ADD COMMENT • link 5.2 years ago by beausoleilmo ▴ 600

score 3 · Accepted Answer · 2020-01-27

The trick here is to use the random access (so the BAM index) to pull out only the reads you want from the BAM file in order to save time. This code snippet will parallelize the mpileup per scaffold given you have a BED file with the chr-start-end. I did only do a minimal testing and the script looks a bit bulky but should actually work.

The idea is the following: The samtools view will use the region information to only extract the overlapping reads and send them to mpileup.
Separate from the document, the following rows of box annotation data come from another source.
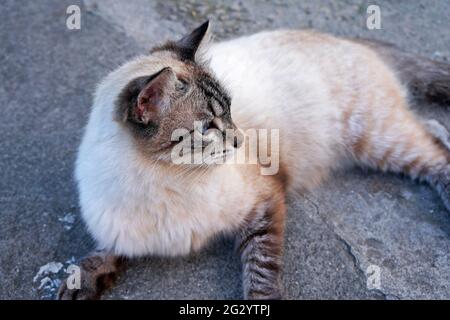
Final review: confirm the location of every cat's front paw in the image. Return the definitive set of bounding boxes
[56,280,100,300]
[57,255,122,300]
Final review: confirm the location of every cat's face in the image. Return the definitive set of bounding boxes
[115,22,242,164]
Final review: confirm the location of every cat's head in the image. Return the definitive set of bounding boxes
[109,22,242,164]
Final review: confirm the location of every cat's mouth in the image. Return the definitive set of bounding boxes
[203,148,235,164]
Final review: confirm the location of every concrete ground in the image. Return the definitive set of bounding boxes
[0,0,450,299]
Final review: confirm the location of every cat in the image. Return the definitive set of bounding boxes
[58,22,450,299]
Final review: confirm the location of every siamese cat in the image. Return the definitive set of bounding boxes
[58,22,450,299]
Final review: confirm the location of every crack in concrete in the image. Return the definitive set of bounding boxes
[302,195,394,300]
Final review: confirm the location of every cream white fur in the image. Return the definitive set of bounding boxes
[76,31,412,256]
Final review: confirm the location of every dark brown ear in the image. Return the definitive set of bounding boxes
[132,67,176,124]
[174,20,209,61]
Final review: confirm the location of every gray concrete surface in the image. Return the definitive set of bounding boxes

Therefore mpileup only processes exactly these reads, so in your case the contigs one-by-one, but parallelized via GNU parallel. Eventually, the intermediate BCFs are concatenated.

YOUR_BAM="your.bam"
CONTIGS="your_file_with_the_contigs.bed"
NUMBER_OF_JOBS = 8
## Index bam file:
samtools index ${YOUR_BAM}

## A function for bcftools where samtools view extracts only the indicated regions:
function MPILEUP {

  BAM=$1 
  REGION=$2
  samtools view -bu -r ${REGION} $BAM \
  | bcftools mpileup (options...) -o output_fromBAM_${BAM%.bam}_region_${REGION}.bcf -O b -

}; export -f MPILEUP

cat $CONTIGS | awk '{print $1":"$2"-"$3}' | parallel -j ${NUMBER_OF_JOBS} "MPILEUP ${YOUR_BAM} {}"

## Concatenate everything:
bcftools concat -O b output_fromBAM_${YOUR_BAM%.bam}_region_*.bcf > concat_fromBAM_${YOUR_BAM%.bam}.bcf

## remove temporary files:
rm output_fromBAM_${YOUR_BAM%.bam}_region_*.bcf

Here NUMBER_OF_JOBS would be 8 so 8 parallel cores working on the task. I would check with top if your harddrive can handle this in terms of I/O bottleneck. This works well on a HPC, not so sure on a workstation with HDD. Also, since mpileup will read BAM from stdinthe sample name in the 10th column of the VCF/BCF will be - so you would need to check if mpielup can handle an external sample name to feed in via the command line, or you have to awk it in manually.